Key Recommendations under the Report:
* With reference to compoundable offences, the following classifications have been made:
- Category I: Offences resulting because of non-compliance of order or direction of the Central Government/NCLT/RD/RoC.
- Category II: Those resulting because of not maintaining certain important records in the registered office of the company.
- Category III: Offences resulting from defaults because of non-disclosures of interest of persons to the company vitiating the records of the company.
- Category IV: Offences resultants of defaults related to certain corporate governance norms.
- Category V: Offences arising out of technical defaults in intimating certain information through filing forms with the RoC or in sending of notices to the stakeholders.
- Category VI: Offences arising because of substantial violations affecting the ‘going concern’ nature of the company or are contrary to public interest or has serious impact on the stakeholders.
- Category VII: Those arising due to defaults related to liquidation proceedings.
- Category VIII: Offences made punishable through an omnibus clause.

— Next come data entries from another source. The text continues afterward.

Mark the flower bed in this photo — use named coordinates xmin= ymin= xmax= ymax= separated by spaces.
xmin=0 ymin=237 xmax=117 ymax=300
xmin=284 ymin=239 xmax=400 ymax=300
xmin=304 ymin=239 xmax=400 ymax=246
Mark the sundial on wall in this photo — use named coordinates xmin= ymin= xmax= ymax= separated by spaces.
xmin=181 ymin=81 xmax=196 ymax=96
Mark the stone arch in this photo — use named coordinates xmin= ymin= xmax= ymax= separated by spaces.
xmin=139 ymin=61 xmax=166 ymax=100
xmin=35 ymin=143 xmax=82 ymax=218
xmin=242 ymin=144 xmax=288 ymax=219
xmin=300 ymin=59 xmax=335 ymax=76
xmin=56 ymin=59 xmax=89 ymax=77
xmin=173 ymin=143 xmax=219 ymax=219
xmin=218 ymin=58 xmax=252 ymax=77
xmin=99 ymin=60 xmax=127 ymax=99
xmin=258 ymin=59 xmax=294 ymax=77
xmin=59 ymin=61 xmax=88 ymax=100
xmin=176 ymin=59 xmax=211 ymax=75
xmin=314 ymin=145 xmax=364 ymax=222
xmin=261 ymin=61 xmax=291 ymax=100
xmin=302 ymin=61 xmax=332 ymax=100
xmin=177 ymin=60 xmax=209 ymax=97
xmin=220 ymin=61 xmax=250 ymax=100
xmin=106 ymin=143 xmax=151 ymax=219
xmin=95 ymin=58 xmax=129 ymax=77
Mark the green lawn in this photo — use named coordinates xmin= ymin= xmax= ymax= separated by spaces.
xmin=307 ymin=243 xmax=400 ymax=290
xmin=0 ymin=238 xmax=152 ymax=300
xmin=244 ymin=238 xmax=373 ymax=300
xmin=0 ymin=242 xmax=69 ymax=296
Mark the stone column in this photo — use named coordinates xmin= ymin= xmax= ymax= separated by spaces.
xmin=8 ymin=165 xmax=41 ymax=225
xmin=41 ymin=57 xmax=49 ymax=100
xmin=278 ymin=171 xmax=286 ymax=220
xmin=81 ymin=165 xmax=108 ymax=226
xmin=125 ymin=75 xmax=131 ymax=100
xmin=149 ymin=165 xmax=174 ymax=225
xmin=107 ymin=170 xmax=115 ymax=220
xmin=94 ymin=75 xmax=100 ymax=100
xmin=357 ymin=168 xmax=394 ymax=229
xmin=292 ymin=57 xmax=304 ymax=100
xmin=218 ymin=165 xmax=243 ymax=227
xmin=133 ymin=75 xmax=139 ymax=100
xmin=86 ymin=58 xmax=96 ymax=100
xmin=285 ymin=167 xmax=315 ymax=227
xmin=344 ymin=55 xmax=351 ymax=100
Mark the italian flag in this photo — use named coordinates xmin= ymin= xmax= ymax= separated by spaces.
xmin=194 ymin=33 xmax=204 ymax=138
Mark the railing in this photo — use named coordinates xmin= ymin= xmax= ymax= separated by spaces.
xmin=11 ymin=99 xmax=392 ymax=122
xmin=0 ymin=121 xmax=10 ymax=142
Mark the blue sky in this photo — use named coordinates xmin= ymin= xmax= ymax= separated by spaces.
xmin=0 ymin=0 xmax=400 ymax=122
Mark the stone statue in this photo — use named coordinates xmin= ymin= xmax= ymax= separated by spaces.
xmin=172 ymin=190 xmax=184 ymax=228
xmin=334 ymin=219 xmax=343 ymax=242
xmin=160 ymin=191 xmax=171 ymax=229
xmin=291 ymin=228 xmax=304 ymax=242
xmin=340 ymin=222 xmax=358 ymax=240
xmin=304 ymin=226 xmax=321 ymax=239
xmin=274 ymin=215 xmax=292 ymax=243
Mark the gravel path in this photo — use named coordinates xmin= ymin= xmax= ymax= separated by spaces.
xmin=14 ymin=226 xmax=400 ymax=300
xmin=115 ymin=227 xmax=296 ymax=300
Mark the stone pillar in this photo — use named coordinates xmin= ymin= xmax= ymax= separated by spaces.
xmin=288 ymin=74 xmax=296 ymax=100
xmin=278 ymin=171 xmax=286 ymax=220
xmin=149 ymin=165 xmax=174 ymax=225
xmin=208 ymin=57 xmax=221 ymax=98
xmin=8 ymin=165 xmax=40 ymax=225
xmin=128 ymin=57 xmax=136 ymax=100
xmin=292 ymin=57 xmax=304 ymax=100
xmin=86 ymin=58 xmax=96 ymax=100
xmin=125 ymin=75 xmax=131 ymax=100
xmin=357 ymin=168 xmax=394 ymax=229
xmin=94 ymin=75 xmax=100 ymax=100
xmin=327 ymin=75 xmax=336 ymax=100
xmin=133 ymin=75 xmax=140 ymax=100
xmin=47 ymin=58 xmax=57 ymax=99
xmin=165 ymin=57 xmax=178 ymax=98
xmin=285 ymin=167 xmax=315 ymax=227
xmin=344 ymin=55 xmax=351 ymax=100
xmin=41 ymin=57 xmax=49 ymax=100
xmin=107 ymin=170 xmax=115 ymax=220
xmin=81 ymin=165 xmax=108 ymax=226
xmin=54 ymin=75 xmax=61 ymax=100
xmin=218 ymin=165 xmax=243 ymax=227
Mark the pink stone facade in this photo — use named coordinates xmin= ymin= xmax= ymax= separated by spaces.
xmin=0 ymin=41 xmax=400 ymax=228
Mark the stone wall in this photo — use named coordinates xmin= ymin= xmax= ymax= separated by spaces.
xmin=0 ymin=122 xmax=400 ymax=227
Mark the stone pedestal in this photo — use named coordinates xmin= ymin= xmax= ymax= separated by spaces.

- With respect to Adjudication of Penalties:
- The Committee has recommended the levy of civil penalties for certain categories of default in comparison to initiation of criminal proceedings due to the inherent benefit of the non-requirement of proving mens reas associated with a civil penalty.

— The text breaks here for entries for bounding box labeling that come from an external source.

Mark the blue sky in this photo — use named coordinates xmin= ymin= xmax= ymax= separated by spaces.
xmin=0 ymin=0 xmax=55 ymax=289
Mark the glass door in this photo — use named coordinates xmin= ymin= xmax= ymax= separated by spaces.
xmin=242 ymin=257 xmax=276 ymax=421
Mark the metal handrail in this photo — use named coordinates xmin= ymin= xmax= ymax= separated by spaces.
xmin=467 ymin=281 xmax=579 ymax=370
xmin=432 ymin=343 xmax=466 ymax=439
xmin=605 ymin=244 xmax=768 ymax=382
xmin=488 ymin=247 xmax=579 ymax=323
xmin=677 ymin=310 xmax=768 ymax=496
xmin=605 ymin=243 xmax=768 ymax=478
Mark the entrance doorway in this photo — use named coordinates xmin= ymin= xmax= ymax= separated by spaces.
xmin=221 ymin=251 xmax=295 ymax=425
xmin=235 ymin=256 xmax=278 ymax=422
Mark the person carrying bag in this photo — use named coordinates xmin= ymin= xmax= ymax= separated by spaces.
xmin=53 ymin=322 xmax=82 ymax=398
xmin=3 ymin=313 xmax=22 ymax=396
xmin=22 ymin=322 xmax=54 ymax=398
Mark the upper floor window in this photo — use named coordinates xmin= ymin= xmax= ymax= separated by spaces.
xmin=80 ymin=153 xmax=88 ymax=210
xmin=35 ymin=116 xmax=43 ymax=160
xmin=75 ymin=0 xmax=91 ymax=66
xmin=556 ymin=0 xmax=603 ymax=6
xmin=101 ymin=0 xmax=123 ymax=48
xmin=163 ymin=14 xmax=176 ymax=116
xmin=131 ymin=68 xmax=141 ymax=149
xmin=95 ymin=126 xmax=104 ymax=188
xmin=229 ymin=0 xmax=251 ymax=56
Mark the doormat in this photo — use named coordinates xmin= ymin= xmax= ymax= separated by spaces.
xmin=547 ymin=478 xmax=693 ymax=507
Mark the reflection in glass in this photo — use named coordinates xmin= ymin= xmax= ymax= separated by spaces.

- Requirement for attendance of the defaulting officers during adjudication proceedings.
- Creating an infrastructure for e-proceedings.
- When defaults are of continuing nature, a penalty for each day’s delay has been recommended.
- While levying penalty, the adjudicating officer shall also direct the defaulter to make good the default whenever he thinks fit.
- It also proposed that a new section 454A be inserted to provide for a penalty in relation to a default that has been imposed on a person under the provisions of the Companies Act, 2013 and the if the same default is committed again within a period of 3 years from the date of original default, then the defaulter will be liable for second and every subsequent defaults for an amount equal to twice the amount provided for such default under the relevant provision of Companies Act, 2013.
* Suggested ways for de-clogging the NCLT:
- Enlarging the jurisdiction of the Regional Director by enhancing the pecuniary limits for compounding of offences under section 441 of the Companies Act 2013 and;
- Allowing the Central Government instead of NCLT to approve the alteration of financial year of a company under section 2(41) and conversion of public companies into private companies under section 14 of the Act.
- A recommendation has been made for inserting a provision for voluntary revision of financial statements or Board’s report without NCLT’s approval so that only matters of critical importance is introduced to the NCLT for prior permission.
- Restructuring of Corporate Offences to relieve Special Courts from adjudicating routine offences by shifting jurisdiction of special courts to an in-house E-adjudication framework by instituting a transparent online platform for E-adjudication and E-publication of orders and necessitating a concomitant order for making good the default at the time of levying penalty, to achieve better compliance.
* Recommendations relating to corporate compliance and corporate governance:
- Declaration of commencement of business provision to tackle the problem of ‘shell companies’.
- Greater disclosures with respect to public deposits exempted under section 76 of the Act.
- Non-maintenance of registered office to lead to de-registration process.
- Holding of directorships beyond permissible limits to disqualify such directors and impose of a cap on independent director’s remuneration to prevent a pecuniary relationship affecting independence on the Board of the Company.
We will keep you posted of further developments in this regard.